Nanopores and their rolled up version, nanotubes, consist of atoms bonded to each other in a hexagonal pattern to create an array of nanometer-scale openings or channels. This structure creates a filter that can be sized to select which molecules and ions pass into drinking water or into a cell. The same filter technique can limit the release of chemical by-products from industrial processes.

Successes in making synthetic nanotubes from various materials have been reported previously, but their use has been limited because they degrade in water, the pore size of water-resistant carbon nanotubes is difficult to control, and, more critically, the inability to assemble them into appropriate filters.

An international team of researchers, with help of the Advanced Photon Source at DOE’s Argonne National Laboratory, have succeeded in overcoming these hurdles by building self-assembling, size-specific nanopores. This new capability enables them to engineer nanotubes for specific functions and use pore size to selectively block specific molecules and ions.

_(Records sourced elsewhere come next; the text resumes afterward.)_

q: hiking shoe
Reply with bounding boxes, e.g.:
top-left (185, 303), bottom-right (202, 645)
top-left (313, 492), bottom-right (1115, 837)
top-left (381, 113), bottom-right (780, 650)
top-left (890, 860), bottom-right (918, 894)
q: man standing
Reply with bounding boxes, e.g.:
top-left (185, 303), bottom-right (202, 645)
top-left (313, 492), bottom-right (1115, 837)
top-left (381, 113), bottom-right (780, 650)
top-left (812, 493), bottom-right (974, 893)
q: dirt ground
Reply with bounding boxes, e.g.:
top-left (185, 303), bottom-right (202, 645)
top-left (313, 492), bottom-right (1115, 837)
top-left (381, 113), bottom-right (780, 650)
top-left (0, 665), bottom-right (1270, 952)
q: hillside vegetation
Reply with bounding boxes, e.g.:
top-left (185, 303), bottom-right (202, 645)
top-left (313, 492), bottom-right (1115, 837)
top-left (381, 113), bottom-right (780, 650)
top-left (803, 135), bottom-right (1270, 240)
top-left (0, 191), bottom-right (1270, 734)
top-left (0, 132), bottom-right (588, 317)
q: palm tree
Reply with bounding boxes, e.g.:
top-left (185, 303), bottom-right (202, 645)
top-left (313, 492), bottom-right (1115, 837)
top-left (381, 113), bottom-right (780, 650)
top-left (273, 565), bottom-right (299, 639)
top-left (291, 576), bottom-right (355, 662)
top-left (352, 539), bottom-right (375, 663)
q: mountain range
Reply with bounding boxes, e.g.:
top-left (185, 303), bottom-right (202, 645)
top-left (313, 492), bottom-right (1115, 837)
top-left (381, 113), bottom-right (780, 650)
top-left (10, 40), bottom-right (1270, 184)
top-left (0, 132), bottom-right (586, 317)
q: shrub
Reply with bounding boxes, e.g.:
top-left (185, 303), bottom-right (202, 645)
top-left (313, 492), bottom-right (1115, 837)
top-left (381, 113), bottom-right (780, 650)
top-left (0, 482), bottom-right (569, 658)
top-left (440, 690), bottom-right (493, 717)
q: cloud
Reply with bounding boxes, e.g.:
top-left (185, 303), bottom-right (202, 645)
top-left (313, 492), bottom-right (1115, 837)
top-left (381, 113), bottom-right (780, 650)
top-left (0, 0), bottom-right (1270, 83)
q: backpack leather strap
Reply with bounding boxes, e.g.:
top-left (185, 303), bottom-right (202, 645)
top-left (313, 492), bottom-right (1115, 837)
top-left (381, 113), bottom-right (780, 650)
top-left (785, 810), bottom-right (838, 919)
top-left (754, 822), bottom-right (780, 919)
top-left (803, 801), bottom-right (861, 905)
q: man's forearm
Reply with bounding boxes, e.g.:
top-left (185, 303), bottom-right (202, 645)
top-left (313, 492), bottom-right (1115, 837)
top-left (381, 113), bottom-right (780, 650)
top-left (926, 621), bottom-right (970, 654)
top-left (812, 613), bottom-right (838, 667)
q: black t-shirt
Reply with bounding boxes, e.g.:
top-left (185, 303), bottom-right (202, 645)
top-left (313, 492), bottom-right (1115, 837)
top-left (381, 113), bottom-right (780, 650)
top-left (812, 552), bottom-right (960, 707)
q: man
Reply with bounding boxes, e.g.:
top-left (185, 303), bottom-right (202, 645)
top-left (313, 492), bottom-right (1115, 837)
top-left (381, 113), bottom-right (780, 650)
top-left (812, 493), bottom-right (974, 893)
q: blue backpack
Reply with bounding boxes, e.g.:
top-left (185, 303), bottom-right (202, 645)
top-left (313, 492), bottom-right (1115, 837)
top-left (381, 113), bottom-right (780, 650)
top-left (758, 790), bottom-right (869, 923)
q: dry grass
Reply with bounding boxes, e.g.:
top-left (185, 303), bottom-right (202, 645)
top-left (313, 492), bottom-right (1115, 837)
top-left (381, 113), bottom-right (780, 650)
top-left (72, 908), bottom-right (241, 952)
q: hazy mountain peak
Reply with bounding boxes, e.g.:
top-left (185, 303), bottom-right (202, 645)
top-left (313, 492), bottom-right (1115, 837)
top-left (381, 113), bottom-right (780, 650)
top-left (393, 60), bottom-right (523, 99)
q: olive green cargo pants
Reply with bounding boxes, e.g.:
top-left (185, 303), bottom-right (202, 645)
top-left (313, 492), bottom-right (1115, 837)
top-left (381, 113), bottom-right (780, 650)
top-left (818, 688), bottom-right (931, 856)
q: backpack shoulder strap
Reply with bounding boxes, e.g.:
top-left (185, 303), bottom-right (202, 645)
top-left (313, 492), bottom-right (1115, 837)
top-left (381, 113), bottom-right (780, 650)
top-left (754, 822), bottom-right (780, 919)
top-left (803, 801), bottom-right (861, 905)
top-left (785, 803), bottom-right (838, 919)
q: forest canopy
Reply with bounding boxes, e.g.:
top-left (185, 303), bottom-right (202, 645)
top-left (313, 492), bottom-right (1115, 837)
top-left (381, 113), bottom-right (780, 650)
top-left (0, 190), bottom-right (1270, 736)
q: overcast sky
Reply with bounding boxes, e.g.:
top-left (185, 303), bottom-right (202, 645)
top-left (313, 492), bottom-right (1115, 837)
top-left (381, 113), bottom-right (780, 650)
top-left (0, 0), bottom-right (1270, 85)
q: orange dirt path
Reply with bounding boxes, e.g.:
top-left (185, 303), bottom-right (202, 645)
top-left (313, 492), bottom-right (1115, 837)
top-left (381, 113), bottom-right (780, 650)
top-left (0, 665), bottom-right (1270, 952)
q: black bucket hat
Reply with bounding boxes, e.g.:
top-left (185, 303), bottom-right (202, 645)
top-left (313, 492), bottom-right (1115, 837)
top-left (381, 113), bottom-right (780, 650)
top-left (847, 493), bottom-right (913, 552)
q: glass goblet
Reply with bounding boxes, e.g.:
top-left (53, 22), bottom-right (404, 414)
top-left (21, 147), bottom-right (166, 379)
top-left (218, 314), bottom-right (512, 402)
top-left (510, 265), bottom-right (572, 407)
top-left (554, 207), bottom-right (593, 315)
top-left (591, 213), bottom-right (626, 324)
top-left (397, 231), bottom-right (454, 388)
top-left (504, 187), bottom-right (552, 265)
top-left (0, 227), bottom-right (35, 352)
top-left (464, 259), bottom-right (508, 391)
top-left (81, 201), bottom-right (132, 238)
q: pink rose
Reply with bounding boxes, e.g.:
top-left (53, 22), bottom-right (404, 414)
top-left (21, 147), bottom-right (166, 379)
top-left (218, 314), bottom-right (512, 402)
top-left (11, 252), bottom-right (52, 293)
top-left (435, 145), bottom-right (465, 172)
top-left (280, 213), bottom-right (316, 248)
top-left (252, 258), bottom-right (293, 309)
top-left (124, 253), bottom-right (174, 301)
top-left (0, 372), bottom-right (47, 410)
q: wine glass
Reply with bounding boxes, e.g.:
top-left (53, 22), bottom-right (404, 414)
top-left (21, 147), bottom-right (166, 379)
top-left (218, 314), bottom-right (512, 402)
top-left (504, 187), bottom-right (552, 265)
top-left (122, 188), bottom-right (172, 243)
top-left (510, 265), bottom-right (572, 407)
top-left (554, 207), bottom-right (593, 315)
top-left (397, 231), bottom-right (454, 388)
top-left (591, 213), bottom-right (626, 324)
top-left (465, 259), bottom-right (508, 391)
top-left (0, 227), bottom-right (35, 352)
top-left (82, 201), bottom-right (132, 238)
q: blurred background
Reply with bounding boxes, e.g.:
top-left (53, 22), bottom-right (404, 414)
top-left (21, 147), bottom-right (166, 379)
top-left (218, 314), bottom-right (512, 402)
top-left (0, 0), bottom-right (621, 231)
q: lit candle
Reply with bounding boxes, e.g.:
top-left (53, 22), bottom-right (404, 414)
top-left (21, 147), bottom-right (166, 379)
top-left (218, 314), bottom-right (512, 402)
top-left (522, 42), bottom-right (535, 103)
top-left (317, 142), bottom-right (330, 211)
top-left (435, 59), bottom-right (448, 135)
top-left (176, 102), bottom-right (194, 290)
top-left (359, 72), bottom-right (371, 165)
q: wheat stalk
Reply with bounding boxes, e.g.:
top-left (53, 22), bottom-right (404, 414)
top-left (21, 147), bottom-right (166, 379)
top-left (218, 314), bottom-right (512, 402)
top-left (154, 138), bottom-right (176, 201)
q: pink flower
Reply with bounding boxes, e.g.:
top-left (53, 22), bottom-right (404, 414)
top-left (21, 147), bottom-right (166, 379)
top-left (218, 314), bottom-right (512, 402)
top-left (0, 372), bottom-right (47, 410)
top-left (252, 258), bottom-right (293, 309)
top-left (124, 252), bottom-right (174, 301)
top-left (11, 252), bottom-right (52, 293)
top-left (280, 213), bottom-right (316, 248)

Scientists used groupings of atoms called ridged macrocycles that share a planar hexahenylene ethynylene core that bears six amide side chains. Through a cellular self-assembly process, the macrocycles stack cofacially, or atom on top of atom. Each layer of the macrocycle is held together by bonding among hydrogen atoms in the amide side chains. This alignment creates a uniform pore size regardless of the length of the nanotube. A slight misalignment of even a few macrocycles can alter the pore size and greatly compromise the nanotube’s functionality.

“It’s the first synthetic nanotube that has a very uniform diameter,” said Xiao Cheng Zeng, one of the study’s senior authors and an Ameritas professor at the University of Nebraska-Lincoln.